Looks pretty futuristic... is there a specific name for that headgear?


----------



## The_Falcon (25 Jun 2007)

PatrickO said:
			
		

> So far as I know, there isn't a Simunition 5.56mm link, which might explain why the C9 has to use BFAs and MILES.



No, we (as in CF) just don't have it/aren't using it yet (5.56mm Sim).  http://www.simunition.com/upload/doc_4.pdf


----------



## Devlin (2 Jul 2007)

RHFC_piper said:
			
		

> Ahhh.... Thats right... it was 04.   I was in Meaford finishing a contract as CQ staff in 05.

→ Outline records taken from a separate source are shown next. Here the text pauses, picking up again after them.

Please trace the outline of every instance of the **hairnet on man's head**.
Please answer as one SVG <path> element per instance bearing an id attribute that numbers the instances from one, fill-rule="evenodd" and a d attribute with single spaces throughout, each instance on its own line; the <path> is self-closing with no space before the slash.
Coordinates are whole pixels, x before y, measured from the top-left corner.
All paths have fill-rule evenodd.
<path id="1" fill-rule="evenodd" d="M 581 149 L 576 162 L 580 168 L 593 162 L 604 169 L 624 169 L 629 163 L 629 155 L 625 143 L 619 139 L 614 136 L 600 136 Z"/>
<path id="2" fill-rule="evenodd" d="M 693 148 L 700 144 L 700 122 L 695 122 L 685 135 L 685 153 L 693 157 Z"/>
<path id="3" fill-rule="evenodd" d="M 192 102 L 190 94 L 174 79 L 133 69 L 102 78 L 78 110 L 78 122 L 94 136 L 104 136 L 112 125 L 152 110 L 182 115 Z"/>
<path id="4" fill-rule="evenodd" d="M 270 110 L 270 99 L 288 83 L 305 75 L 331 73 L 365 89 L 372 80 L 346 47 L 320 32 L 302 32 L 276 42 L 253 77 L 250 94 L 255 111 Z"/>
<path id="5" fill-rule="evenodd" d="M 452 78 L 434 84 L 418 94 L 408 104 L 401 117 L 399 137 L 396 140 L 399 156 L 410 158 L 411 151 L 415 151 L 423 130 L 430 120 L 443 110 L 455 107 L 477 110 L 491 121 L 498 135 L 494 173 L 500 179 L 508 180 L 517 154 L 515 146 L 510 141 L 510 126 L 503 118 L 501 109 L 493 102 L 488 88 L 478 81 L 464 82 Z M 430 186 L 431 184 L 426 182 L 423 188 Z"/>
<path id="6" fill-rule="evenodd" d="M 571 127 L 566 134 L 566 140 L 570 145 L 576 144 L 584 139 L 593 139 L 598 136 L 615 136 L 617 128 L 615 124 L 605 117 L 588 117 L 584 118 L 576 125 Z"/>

Wow I have to stop eating out of aluminum pots I guess...it was indeed 04...time flies


----------



## 1feral1 (2 Jul 2007)

RHFC_piper said:
			
		

> Haven't used the WES yet, but I hear good things... at least you don't have to wear the gorilla masks.



An accronym for my own name, ha!

Wes


----------



## s23256 (2 Jul 2007)

I had the opportunity to fire the 5.56mm Simmunition in April from a C7 and C9.  From my limited exposure I thought it was excellent.  I experienced no stoppages and the ability use linked ammo for the C9 and proper 30 round metal mags for the C7 makes for a dramatic increase in realism and trg value.  I also tried one of the new masks the company is trialing and they are leaps and bounds ahead of the gorilla mask.  I was able to actually acquire my sights and take aimed shots with the mask on.  The C7  requires only a replacement bolt and the C9 requires a replacement bolt and carrier as well as a small plastic spacer which attaches to the feed tray to accommodate the shorter Simm rounds.  I would hate to be on the wrong end of the C9 with this stuff as it took me all of three seconds to pretty much shred a paper target with it.


----------



## 1feral1 (2 Jul 2007)

Along with the mask, crikey I hope there is something to protect one's gonads, ha! Shredding paper vs one's ball bag - ouch! Pain! Medic!!! Stretcher!!! Morphine!!!

We use simunition here too, but I have never been exposed to it.


Cheers,

Wes


----------



## zipperhead_cop (2 Jul 2007)

FYI, the simunition slugs are more like chunks of bright painted soap in a plastic casing.  And to re-itterate: they hurt.


----------



## The_Falcon (3 Jul 2007)

Wesley  Down Under said:
			
		

> Along with the mask, crikey I hope there is something to protect one's gonads, ha! Shredding paper vs one's ball bag - ouch! Pain! Medic!!! Stretcher!!! Morphine!!!
> 
> We use simunition here too, but I have never been exposed to it.
> 
> ...



Everytime I have ever used it we wore jocks (outside our uniforms of course).


----------



## RHFC_piper (3 Jul 2007)

Hatchet Man said:
			
		

> Everytime I have ever used it we wore jocks (outside our uniforms of course).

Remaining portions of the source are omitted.